Secondly, Lau concludes that there are two main “root” causes of these accidents:
“The root cause of the above kinds of accidents can be traced to two points: Greedy business owners cutting costs by refusing to maintain their trucks properly e.g. by retreading tyres instead of replacing tyres. Drivers being made to drive crazy long hours with insufficient rest, yet continuously incentivised to drive even more (as this reduces the need to increase the number of drivers)”
Now, as I stated, there are some businesses that do cut corners, there’s no doubt about it. But it’s not very helpful to point this out without being able to pin-point actions to help rectify this.
After all, the law is very clear in these areas. There is a general lack of enforcement of the laws that contributes to people thinking they can “get away with it”, when cutting corners. This has to stop.
The government is ultimately responsible for the safety of all of us and this brings us to the point where we say that human nature will mean people will try to get past the rules, so we, as an industry, along with governing bodies and associations, must have a clearer plan to make sure rules are always abided by.

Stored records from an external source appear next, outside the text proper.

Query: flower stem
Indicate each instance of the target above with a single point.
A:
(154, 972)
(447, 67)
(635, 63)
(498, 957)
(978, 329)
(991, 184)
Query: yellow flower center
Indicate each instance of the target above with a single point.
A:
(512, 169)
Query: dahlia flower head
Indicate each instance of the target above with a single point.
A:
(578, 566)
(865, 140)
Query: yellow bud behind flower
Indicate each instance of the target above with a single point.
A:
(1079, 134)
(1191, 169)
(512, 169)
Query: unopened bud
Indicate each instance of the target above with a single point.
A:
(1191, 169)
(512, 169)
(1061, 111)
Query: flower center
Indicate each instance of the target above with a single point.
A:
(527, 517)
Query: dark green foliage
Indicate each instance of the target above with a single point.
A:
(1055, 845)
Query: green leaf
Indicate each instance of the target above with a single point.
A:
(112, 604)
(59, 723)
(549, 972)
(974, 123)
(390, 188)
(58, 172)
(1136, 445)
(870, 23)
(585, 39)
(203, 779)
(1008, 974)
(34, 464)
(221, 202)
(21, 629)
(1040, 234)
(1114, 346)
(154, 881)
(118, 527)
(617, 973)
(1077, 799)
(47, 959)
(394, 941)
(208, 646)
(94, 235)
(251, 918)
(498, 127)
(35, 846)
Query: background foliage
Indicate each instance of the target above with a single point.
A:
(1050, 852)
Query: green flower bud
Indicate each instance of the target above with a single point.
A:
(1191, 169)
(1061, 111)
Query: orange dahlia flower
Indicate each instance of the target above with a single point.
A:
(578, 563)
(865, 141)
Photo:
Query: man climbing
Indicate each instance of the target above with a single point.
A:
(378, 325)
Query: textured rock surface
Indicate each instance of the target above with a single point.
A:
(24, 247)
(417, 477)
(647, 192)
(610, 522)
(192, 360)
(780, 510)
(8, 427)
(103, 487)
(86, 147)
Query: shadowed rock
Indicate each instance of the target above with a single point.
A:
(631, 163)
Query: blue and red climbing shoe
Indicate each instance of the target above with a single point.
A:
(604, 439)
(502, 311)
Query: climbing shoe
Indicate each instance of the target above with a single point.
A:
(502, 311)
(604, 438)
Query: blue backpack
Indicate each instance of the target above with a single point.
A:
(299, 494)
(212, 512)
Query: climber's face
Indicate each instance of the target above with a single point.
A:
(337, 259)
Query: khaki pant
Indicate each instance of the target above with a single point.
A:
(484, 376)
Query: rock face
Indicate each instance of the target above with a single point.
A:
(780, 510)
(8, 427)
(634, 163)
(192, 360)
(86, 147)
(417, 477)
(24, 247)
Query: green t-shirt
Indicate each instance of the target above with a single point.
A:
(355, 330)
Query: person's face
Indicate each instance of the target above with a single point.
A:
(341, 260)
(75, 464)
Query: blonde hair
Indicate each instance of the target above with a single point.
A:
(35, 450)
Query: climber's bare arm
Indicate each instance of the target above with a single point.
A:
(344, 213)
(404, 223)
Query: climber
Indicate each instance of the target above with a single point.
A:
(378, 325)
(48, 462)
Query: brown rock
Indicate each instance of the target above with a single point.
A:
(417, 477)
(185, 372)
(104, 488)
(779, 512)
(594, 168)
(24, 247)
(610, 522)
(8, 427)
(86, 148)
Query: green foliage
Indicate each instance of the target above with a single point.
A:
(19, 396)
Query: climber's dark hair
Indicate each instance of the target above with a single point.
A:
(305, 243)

MS ISO 39001: 2013 Road Traffic Safety Management System (RTSMS) is a great standard and is being pushed and adopted by many in the land transport sector, but the plans for enforcement are scant.
It is clearly recognised that there is a lack of systematic work and commitment among organizations that affect the safety of the road transport system. This needs to be rectified.
At Kit Loong, we have a set of services called SC3OCT that are fully certified and will help companies comply with both this ISO and other relevant ISOs and lead to full compliance with Puspakom inspection standards.
We would be happy to work with authorities to show how we enforce these rules and standards with our clients.
Finally, Lau asserts:
“Retreaded tyres should be made illegal. Period.”
This statement shows a clear lack of understanding of what a retread is, why it exists, where it is and should be used, how it affects the environment and their benefits to both companies and the economy.
In addition, it demonstrates a complete lack of knowledge about the stringent safety steps that go into making a retread tyre.
My first point is an obvious and often used one but it shows that retreads per se are safe. Eighty per cent of aircraft tyres are retreads.
In the USA, in 2020, an Executive Order was signed that required Federal agencies to replace OEM tires with retreaded tires rather than new tyres whenever possible.
Most tyres used on airplanes are commonly owned by the big manufactures, such as Goodyear and Bridgestone, with guarantees of a number of take-offs and landings per tyre.
No airline would run the risk of using something that was innately unsafe, no manufacturer would take the responsibility if they couldn’t be sure they were also providing a product of top quality.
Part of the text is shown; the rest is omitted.